I don’t normally curse, but I did drop some choice words on the course. Aloud.
While I didn’t have a big push in the last 3 miles, I did hang on and averaged 11:26 in this segment and saw some tiny gains in average pace which dropped from 11:48 to 11:45.
Do you know what is the WORST part of a race? The end little bit when you can hear the finish and the Garmin tells you that you are just 0.25 miles from the finish but those 0.25 miles feel like the take forever to run!

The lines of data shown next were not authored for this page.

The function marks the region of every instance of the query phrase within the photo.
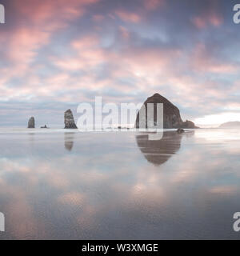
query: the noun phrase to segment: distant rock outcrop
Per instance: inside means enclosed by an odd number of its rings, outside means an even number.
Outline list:
[[[30,128],[30,129],[35,128],[35,119],[34,117],[31,117],[29,119],[27,128]]]
[[[180,111],[177,106],[172,104],[169,100],[166,98],[162,97],[159,94],[155,94],[152,97],[150,97],[144,102],[146,114],[146,128],[152,128],[147,127],[147,104],[154,103],[154,126],[156,126],[157,122],[157,103],[163,103],[163,128],[165,129],[171,129],[171,128],[190,128],[194,129],[198,128],[195,126],[194,123],[190,121],[183,122],[181,118]],[[137,115],[135,127],[139,128],[139,122],[141,123],[141,120],[139,121],[139,113]]]
[[[64,114],[65,129],[78,129],[74,118],[73,113],[68,110]]]
[[[227,122],[225,123],[222,123],[219,128],[240,128],[240,122],[235,121],[235,122]]]

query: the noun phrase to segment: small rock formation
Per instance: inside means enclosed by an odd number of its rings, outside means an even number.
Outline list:
[[[172,128],[198,128],[196,127],[194,123],[190,121],[183,122],[181,118],[180,111],[177,106],[172,104],[169,100],[167,100],[163,96],[159,94],[155,94],[152,97],[150,97],[144,102],[146,107],[146,128],[147,127],[147,104],[154,103],[154,122],[153,127],[156,126],[157,122],[157,103],[163,103],[163,128],[172,129]],[[144,121],[143,121],[144,122]],[[139,128],[139,122],[142,122],[142,120],[139,120],[139,112],[137,115],[135,127]]]
[[[71,110],[68,110],[64,114],[65,129],[78,129]]]
[[[34,117],[31,117],[28,121],[28,126],[27,128],[29,129],[34,129],[35,128],[35,119]]]

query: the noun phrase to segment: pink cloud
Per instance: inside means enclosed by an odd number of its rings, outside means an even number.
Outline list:
[[[144,6],[149,10],[156,10],[165,3],[164,0],[144,0]]]
[[[238,71],[238,67],[232,63],[219,61],[208,52],[204,44],[197,45],[191,56],[190,65],[193,70],[201,72],[219,74],[233,74]]]
[[[126,10],[117,10],[115,14],[118,18],[120,18],[122,21],[126,22],[138,23],[141,21],[141,17],[135,13],[131,13]]]

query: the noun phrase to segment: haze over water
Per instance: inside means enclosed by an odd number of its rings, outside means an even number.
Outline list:
[[[41,132],[40,132],[41,131]],[[0,239],[239,238],[240,132],[0,130]]]

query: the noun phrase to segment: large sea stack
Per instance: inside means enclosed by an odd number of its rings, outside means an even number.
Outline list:
[[[163,103],[163,128],[165,129],[172,129],[172,128],[189,128],[194,129],[198,128],[196,127],[193,122],[186,120],[183,122],[181,118],[180,111],[177,106],[175,106],[173,103],[171,103],[169,100],[167,100],[163,96],[159,94],[155,94],[152,97],[150,97],[144,102],[146,114],[146,128],[153,128],[147,126],[147,104],[154,103],[154,126],[156,125],[157,122],[157,103]],[[143,106],[142,106],[143,107]],[[140,120],[140,123],[142,122]],[[139,113],[137,115],[135,127],[139,128]]]
[[[71,110],[68,110],[64,114],[65,129],[78,129]]]
[[[29,119],[27,128],[30,128],[30,129],[35,128],[35,119],[34,117],[31,117]]]

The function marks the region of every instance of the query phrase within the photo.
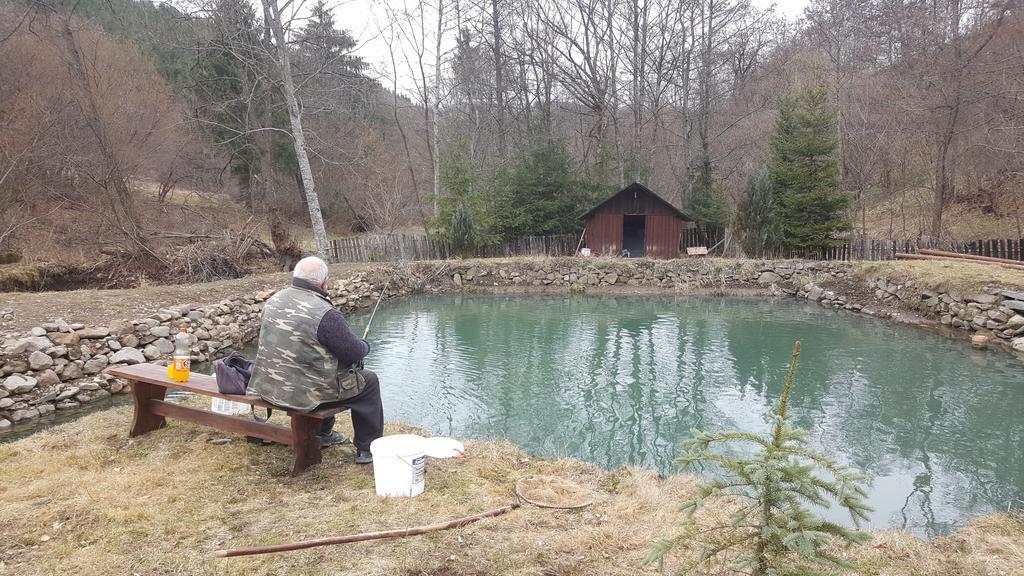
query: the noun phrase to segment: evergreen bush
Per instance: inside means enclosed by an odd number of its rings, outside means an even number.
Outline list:
[[[864,501],[864,478],[811,449],[807,430],[792,425],[790,397],[799,357],[798,341],[767,438],[743,431],[692,430],[676,462],[683,467],[710,464],[722,475],[701,484],[696,497],[680,506],[687,513],[682,531],[653,542],[648,562],[664,564],[670,552],[685,549],[692,557],[680,574],[703,569],[753,576],[809,576],[850,568],[833,546],[860,544],[869,535],[826,521],[812,508],[836,502],[858,527],[871,509]],[[751,447],[753,452],[741,450]],[[712,504],[731,508],[728,520],[700,522],[697,512]]]

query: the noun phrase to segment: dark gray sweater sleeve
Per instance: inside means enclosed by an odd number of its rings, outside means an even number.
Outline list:
[[[345,317],[336,310],[328,311],[316,327],[316,339],[331,351],[338,362],[355,364],[370,354],[370,343],[352,333]]]

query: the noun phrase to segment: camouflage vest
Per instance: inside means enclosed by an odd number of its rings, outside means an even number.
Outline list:
[[[338,359],[316,339],[321,319],[332,307],[327,297],[295,286],[266,301],[249,380],[252,393],[278,406],[308,411],[362,392],[362,375],[338,366]]]

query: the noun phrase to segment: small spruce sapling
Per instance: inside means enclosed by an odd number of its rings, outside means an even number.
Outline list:
[[[701,484],[696,498],[680,506],[687,513],[681,533],[653,542],[648,562],[664,566],[670,552],[685,549],[692,553],[681,570],[687,574],[718,568],[753,576],[807,576],[850,568],[829,548],[837,542],[860,544],[870,536],[825,521],[811,507],[837,502],[859,527],[871,510],[864,501],[864,477],[812,450],[807,445],[808,433],[792,426],[790,394],[799,357],[798,341],[768,438],[692,430],[676,463],[682,467],[711,464],[723,474]],[[730,445],[753,446],[754,450],[731,456],[720,449]],[[728,521],[698,522],[695,513],[712,503],[736,509]]]

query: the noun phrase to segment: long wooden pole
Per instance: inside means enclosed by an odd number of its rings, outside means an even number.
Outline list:
[[[460,518],[458,520],[453,520],[451,522],[442,522],[439,524],[429,524],[426,526],[417,526],[414,528],[403,528],[400,530],[385,530],[383,532],[364,532],[362,534],[351,534],[349,536],[331,536],[329,538],[319,538],[316,540],[303,540],[301,542],[293,542],[291,544],[275,544],[272,546],[253,546],[251,548],[232,548],[227,550],[217,550],[213,552],[214,557],[217,558],[232,558],[237,556],[253,556],[253,554],[269,554],[274,552],[288,552],[291,550],[301,550],[305,548],[313,548],[316,546],[330,546],[334,544],[348,544],[351,542],[362,542],[365,540],[383,540],[386,538],[403,538],[406,536],[416,536],[419,534],[426,534],[428,532],[437,532],[439,530],[451,530],[453,528],[462,528],[483,520],[485,518],[494,518],[496,516],[502,516],[508,513],[520,506],[519,502],[515,502],[508,506],[502,506],[500,508],[495,508],[489,511],[480,512],[478,515],[467,516],[466,518]]]
[[[941,260],[945,262],[976,262],[979,264],[994,264],[997,266],[1002,266],[1012,270],[1024,270],[1024,264],[1006,264],[1002,262],[989,262],[985,260],[974,260],[971,258],[953,258],[951,256],[936,256],[933,254],[907,254],[903,252],[896,253],[897,260]]]
[[[977,260],[979,262],[994,262],[998,264],[1024,265],[1022,260],[1011,260],[1009,258],[993,258],[991,256],[978,256],[975,254],[962,254],[959,252],[946,252],[945,250],[918,250],[921,254],[929,256],[942,256],[945,258],[961,258],[964,260]]]

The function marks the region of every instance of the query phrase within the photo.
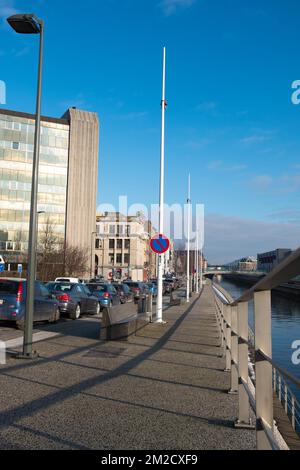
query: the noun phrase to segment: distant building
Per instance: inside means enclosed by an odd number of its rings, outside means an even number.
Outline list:
[[[97,215],[96,226],[95,275],[133,281],[156,277],[156,256],[149,243],[155,235],[151,222],[140,214],[106,212]]]
[[[0,109],[0,253],[11,266],[23,263],[24,269],[34,131],[34,115]],[[66,242],[88,254],[95,230],[98,147],[96,113],[72,108],[59,119],[42,117],[39,231],[50,220],[60,244]]]
[[[227,268],[229,271],[256,271],[257,258],[254,256],[247,256],[246,258],[241,258],[226,264],[225,268]]]
[[[200,251],[198,253],[199,267],[201,265],[201,255]],[[194,250],[190,251],[190,275],[194,274],[196,269],[197,254]],[[177,250],[174,252],[174,271],[179,276],[186,275],[187,273],[187,251],[186,250]],[[202,255],[202,270],[203,272],[207,269],[207,260],[204,255]]]
[[[278,248],[277,250],[268,253],[261,253],[257,255],[257,269],[258,271],[270,272],[282,261],[284,261],[292,253],[291,249]]]

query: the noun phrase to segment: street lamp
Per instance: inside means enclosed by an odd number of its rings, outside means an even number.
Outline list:
[[[34,288],[36,277],[36,239],[37,239],[37,193],[38,193],[38,169],[40,159],[40,134],[41,134],[41,92],[42,92],[42,69],[43,69],[43,44],[44,44],[44,21],[38,19],[34,14],[19,14],[10,16],[7,19],[9,25],[19,34],[39,34],[39,64],[38,64],[38,84],[36,98],[36,117],[34,151],[32,162],[32,184],[31,184],[31,205],[28,243],[28,274],[27,274],[27,294],[26,294],[26,315],[25,332],[23,343],[23,355],[25,359],[36,357],[32,352],[33,333],[33,311],[34,311]]]
[[[97,235],[97,232],[91,233],[91,280],[95,277],[95,272],[93,272],[93,265],[94,265],[94,235]]]
[[[39,216],[46,214],[45,211],[38,211],[36,218],[36,260],[35,260],[35,279],[38,274],[38,242],[39,242]]]

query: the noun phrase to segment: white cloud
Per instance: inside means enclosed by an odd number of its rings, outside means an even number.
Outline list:
[[[204,101],[196,106],[197,111],[214,111],[218,107],[214,101]]]
[[[269,188],[273,183],[273,178],[270,175],[258,175],[252,178],[250,186],[256,189]]]
[[[6,19],[8,16],[17,13],[12,0],[0,0],[0,18]]]
[[[234,173],[234,172],[246,170],[248,167],[247,165],[242,165],[242,164],[226,166],[222,160],[215,160],[215,161],[210,162],[207,168],[208,170],[211,170],[211,171],[228,171],[228,172]]]
[[[165,16],[170,16],[176,13],[178,8],[189,8],[197,0],[162,0],[159,6],[162,8]]]

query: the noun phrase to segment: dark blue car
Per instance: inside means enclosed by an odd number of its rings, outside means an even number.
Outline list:
[[[100,302],[101,310],[104,307],[112,307],[121,303],[120,296],[112,284],[98,283],[87,284],[92,294],[97,297]]]
[[[0,320],[13,322],[23,329],[25,323],[27,281],[25,279],[0,279]],[[58,302],[41,283],[35,283],[34,317],[35,322],[58,321]]]

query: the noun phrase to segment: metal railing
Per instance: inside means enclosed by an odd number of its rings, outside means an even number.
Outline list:
[[[299,265],[300,249],[237,300],[234,300],[222,287],[213,285],[222,347],[226,356],[226,370],[231,374],[230,393],[237,394],[239,401],[236,426],[249,428],[252,425],[251,406],[256,415],[256,437],[259,450],[288,448],[280,439],[274,424],[275,390],[276,393],[281,394],[283,405],[287,409],[287,415],[291,418],[294,429],[297,430],[299,425],[299,404],[288,384],[293,383],[300,389],[300,381],[273,362],[271,329],[271,291],[299,275]],[[254,301],[255,327],[252,340],[249,340],[248,303],[251,300]],[[249,373],[249,354],[252,354],[254,362],[254,383]],[[281,377],[280,386],[279,377]]]
[[[254,331],[249,327],[249,350],[254,351],[255,335]],[[291,385],[297,387],[300,391],[300,381],[295,379],[287,371],[283,370],[273,361],[273,391],[275,396],[281,403],[283,410],[288,416],[294,431],[300,437],[300,403],[295,394],[291,390]]]

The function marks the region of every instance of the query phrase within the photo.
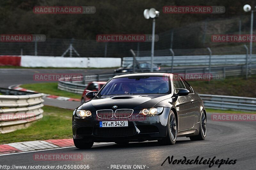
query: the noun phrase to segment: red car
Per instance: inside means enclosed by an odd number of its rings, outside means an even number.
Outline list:
[[[103,81],[93,81],[88,84],[88,85],[83,93],[82,98],[81,99],[81,103],[84,103],[91,100],[91,99],[86,97],[85,96],[86,93],[92,91],[100,91],[106,83],[107,82]]]

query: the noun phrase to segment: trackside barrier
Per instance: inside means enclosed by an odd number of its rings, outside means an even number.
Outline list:
[[[27,128],[43,117],[43,93],[0,88],[0,133]]]
[[[173,65],[192,66],[206,65],[209,64],[209,55],[184,55],[174,56]],[[172,56],[156,56],[154,57],[154,64],[161,63],[162,65],[172,65]],[[151,57],[136,57],[138,62],[148,62],[150,61]],[[127,66],[132,63],[132,57],[123,57],[122,66]],[[252,55],[251,63],[256,63],[256,55]],[[246,55],[213,55],[211,57],[211,64],[238,65],[246,64]]]

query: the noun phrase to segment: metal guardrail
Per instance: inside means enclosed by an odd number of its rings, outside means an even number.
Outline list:
[[[26,128],[43,117],[43,93],[0,88],[0,133]]]
[[[170,68],[171,70],[171,68]],[[212,75],[221,75],[225,78],[226,77],[231,76],[245,76],[246,70],[246,65],[227,66],[225,67],[212,67],[211,73]],[[166,72],[169,71],[165,71]],[[193,73],[207,73],[209,72],[208,66],[199,68],[179,69],[173,70],[173,73],[188,74]],[[250,70],[251,74],[256,74],[256,64],[251,65]],[[117,75],[123,74],[111,74],[98,75],[89,75],[84,76],[83,80],[72,81],[66,79],[59,80],[58,88],[60,90],[77,94],[82,94],[89,83],[94,81],[107,81]]]
[[[154,64],[162,65],[172,65],[172,56],[156,56],[154,57]],[[209,55],[186,55],[174,56],[173,66],[206,65],[209,63]],[[211,64],[238,65],[246,64],[246,55],[213,55],[211,57]],[[148,62],[150,61],[151,57],[136,57],[139,62]],[[123,57],[122,65],[127,66],[132,63],[132,57]],[[256,63],[256,55],[252,56],[251,62]]]
[[[199,94],[207,108],[256,111],[256,98]]]
[[[232,76],[244,76],[246,66],[242,65],[212,67],[211,73],[223,74],[224,78]],[[207,73],[208,70],[207,67],[193,69],[177,69],[174,70],[173,72],[180,73]],[[251,65],[251,72],[252,74],[256,74],[256,64]],[[83,80],[76,81],[76,83],[69,80],[59,80],[58,88],[67,91],[82,94],[88,83],[93,81],[107,81],[116,75],[116,74],[113,74],[87,76],[84,77]],[[220,109],[256,111],[256,98],[211,94],[199,95],[204,100],[206,107]]]

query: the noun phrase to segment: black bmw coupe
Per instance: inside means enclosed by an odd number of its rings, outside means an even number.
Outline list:
[[[174,144],[177,137],[204,140],[203,101],[178,75],[143,73],[116,76],[73,112],[73,138],[78,148],[94,142],[157,140]]]

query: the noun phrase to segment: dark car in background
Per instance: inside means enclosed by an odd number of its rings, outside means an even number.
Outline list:
[[[206,112],[203,101],[178,75],[142,73],[115,76],[92,100],[75,110],[74,142],[78,148],[94,142],[157,140],[174,144],[177,137],[204,140]]]
[[[93,81],[89,83],[83,93],[81,98],[81,103],[84,103],[91,100],[91,99],[86,97],[86,93],[92,91],[99,91],[106,83],[107,82],[101,81]]]
[[[140,67],[137,64],[135,66],[135,71],[136,72],[150,71],[151,68],[151,64],[150,63],[146,62],[139,62],[138,64]],[[119,67],[115,70],[114,71],[116,73],[132,73],[133,70],[133,63],[131,63],[126,67]],[[161,68],[160,65],[153,64],[153,70],[154,71],[159,71],[161,69]]]

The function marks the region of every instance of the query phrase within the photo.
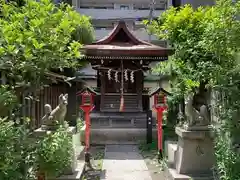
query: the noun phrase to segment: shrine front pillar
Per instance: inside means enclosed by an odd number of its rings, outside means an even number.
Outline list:
[[[101,81],[101,87],[100,87],[100,91],[101,91],[101,103],[100,103],[100,110],[103,109],[104,107],[104,96],[105,96],[105,72],[101,71],[100,72],[100,81]]]

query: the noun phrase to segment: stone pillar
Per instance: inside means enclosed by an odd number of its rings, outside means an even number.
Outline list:
[[[77,88],[76,83],[72,83],[71,87],[67,88],[68,93],[68,106],[67,106],[67,115],[66,120],[68,121],[70,126],[76,126],[77,122]]]
[[[104,106],[104,95],[105,95],[105,72],[100,72],[100,79],[101,79],[101,102],[100,102],[100,110]]]
[[[212,178],[212,168],[215,163],[214,143],[211,129],[206,127],[202,130],[185,130],[176,127],[178,135],[177,150],[174,155],[174,168],[169,168],[172,179],[183,177]]]

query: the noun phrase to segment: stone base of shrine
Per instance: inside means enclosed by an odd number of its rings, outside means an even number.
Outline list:
[[[90,142],[93,145],[101,144],[138,144],[146,140],[146,128],[98,128],[92,129]],[[156,128],[152,131],[153,138],[157,137]],[[81,143],[85,142],[85,127],[80,131]]]
[[[211,129],[176,127],[178,142],[168,142],[167,180],[212,180],[215,156]]]

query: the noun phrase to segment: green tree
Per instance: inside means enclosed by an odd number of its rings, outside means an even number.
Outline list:
[[[81,65],[80,48],[93,39],[88,17],[50,0],[26,0],[21,7],[2,0],[1,10],[0,69],[13,84],[36,85],[47,71]]]
[[[171,75],[174,100],[201,84],[224,95],[224,101],[214,104],[220,113],[216,158],[221,180],[240,179],[240,157],[232,145],[240,132],[239,13],[239,2],[219,0],[196,10],[189,5],[171,8],[148,25],[175,50],[154,69]]]

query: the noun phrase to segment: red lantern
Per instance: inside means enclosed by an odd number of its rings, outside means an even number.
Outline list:
[[[162,147],[162,119],[163,119],[163,112],[167,109],[166,105],[166,94],[162,91],[156,92],[154,94],[154,105],[153,108],[157,112],[157,124],[158,124],[158,150],[159,150],[159,158],[162,158],[163,154],[163,147]]]
[[[90,112],[94,109],[94,94],[89,89],[77,93],[77,96],[81,96],[80,109],[85,113],[85,162],[87,166],[91,167],[90,164]]]

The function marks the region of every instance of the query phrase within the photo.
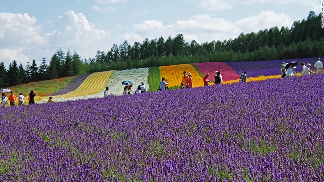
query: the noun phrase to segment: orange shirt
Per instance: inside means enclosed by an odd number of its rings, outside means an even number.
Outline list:
[[[192,83],[192,77],[189,77],[189,87],[190,87],[190,88],[193,87],[193,84]]]
[[[208,78],[208,77],[207,77],[207,76],[205,76],[205,77],[204,77],[203,80],[204,80],[204,84],[205,85],[207,85],[209,83],[209,80],[207,79],[207,78]]]
[[[185,86],[188,85],[189,83],[189,76],[188,75],[185,74],[185,75],[183,75],[183,77],[182,77],[182,82]]]
[[[9,100],[10,100],[10,102],[14,102],[16,99],[17,97],[15,95],[13,95],[13,96],[10,95],[10,96],[9,96]]]

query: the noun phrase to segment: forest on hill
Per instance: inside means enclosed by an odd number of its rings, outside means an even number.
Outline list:
[[[287,59],[324,55],[324,29],[321,14],[310,11],[306,19],[296,20],[290,28],[277,27],[258,32],[241,33],[234,39],[198,43],[185,42],[181,34],[161,36],[133,45],[127,40],[110,50],[98,50],[95,57],[82,59],[79,54],[58,49],[47,64],[43,58],[27,65],[13,60],[6,68],[0,63],[0,88],[30,82],[131,68],[205,62],[239,62]]]

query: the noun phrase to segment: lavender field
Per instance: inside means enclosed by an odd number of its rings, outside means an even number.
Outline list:
[[[323,81],[316,75],[1,108],[0,179],[322,182]]]
[[[324,57],[320,57],[321,60],[324,60]],[[302,62],[305,64],[310,63],[312,65],[310,69],[313,70],[314,63],[316,61],[317,57],[308,58],[298,58],[289,60],[276,60],[270,61],[248,61],[242,62],[228,62],[227,64],[233,68],[238,74],[241,74],[244,71],[247,71],[248,77],[256,77],[259,75],[270,76],[280,75],[280,68],[283,62],[290,62],[297,61],[298,65],[296,66],[295,70],[296,72],[302,71]]]

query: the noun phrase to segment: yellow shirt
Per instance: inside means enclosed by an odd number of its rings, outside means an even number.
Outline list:
[[[183,85],[186,86],[189,83],[189,76],[188,75],[183,75],[182,77],[182,83]]]
[[[51,99],[48,100],[48,101],[47,101],[47,103],[55,103],[55,101],[53,100],[53,99]]]

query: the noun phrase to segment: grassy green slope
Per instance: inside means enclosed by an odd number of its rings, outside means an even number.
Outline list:
[[[149,67],[148,77],[148,82],[150,86],[149,91],[157,91],[158,88],[160,87],[160,79],[159,67]]]

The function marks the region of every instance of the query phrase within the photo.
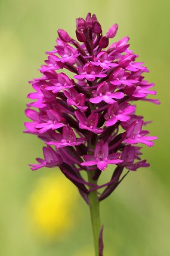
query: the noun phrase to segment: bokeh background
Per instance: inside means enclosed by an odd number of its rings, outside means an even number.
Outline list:
[[[89,11],[97,15],[104,32],[119,24],[116,39],[129,36],[162,102],[138,106],[138,113],[153,120],[151,133],[159,138],[153,148],[144,149],[150,167],[131,172],[101,203],[104,255],[170,255],[170,1],[1,0],[1,255],[94,255],[86,206],[58,170],[29,170],[27,163],[41,156],[42,143],[23,133],[32,91],[27,81],[39,76],[57,29],[73,35],[75,19]]]

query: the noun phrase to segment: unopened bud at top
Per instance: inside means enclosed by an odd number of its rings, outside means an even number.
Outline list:
[[[102,48],[107,47],[109,45],[109,38],[106,36],[103,36],[99,41],[99,47]]]
[[[76,30],[76,35],[78,40],[79,42],[85,42],[86,40],[86,37],[84,33],[84,32],[81,31],[79,31],[78,29]]]
[[[57,32],[60,38],[63,41],[63,42],[70,42],[71,38],[66,31],[64,31],[64,29],[59,29]]]
[[[85,29],[85,21],[83,18],[76,19],[76,28],[77,29]]]
[[[96,33],[100,33],[101,32],[101,26],[100,23],[96,20],[94,23],[93,31]]]
[[[113,38],[116,35],[118,29],[118,24],[114,24],[114,25],[110,28],[109,31],[107,32],[106,36],[108,37],[108,38]]]

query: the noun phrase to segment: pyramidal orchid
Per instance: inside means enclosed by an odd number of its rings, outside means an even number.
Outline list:
[[[77,187],[89,207],[96,256],[103,249],[100,202],[129,171],[149,166],[140,145],[152,147],[157,139],[143,128],[150,122],[135,114],[138,100],[159,104],[148,98],[156,93],[150,90],[154,84],[144,80],[148,69],[136,61],[129,37],[109,45],[118,28],[114,24],[103,33],[96,16],[88,13],[76,19],[76,40],[58,29],[41,75],[29,82],[35,92],[25,111],[30,119],[25,132],[45,144],[44,159],[31,169],[58,167]],[[106,172],[112,176],[102,184]]]

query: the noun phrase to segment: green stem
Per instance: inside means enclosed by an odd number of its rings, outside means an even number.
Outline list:
[[[88,172],[89,182],[96,184],[96,181],[92,179],[94,172]],[[100,230],[100,202],[98,200],[97,191],[91,191],[88,196],[91,225],[93,233],[95,256],[99,255],[99,234]]]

I hit 2:30 (goal time) when I entered Grant Park (12.7 miles) but took a whole 5 minutes to get to the actual finish line!!
I couldn’t believe that I had finished in 2:35 – an average pace of 11:45. After I came in at 2:40 at the downhill Revel Rockies in June, I honestly thought that I would NEVER have a 2:3x to my time and that I’d have to chase another downhill race for it.
And of course, after a race where I achieved what I once thought was impossible, the next thought was – could I have actually hit 2:30 if I had planned better, if I had really really believed? (One of my biggest weakness – to always look back and wonder instead of enjoying and moving ahead. Maybe I could’ve been slower just for 2 miles instead of the first 4? Maybe I was still scared. Maybe … )
It felt good to celebrate after with friends!
This brings me to 6 weeks to Marine Corps Marathon with 3-4 more weeks of intense training. And I am liking where this is going! Not counting my chickens yet, but as long as I follow the training, manage my nutrition (how can I drop a few pounds in the peak of marathon training?) and DO NOT FALL SICK, I believe I have a good shot at the marathon goal that I’ve been chasing since Chicago 2012.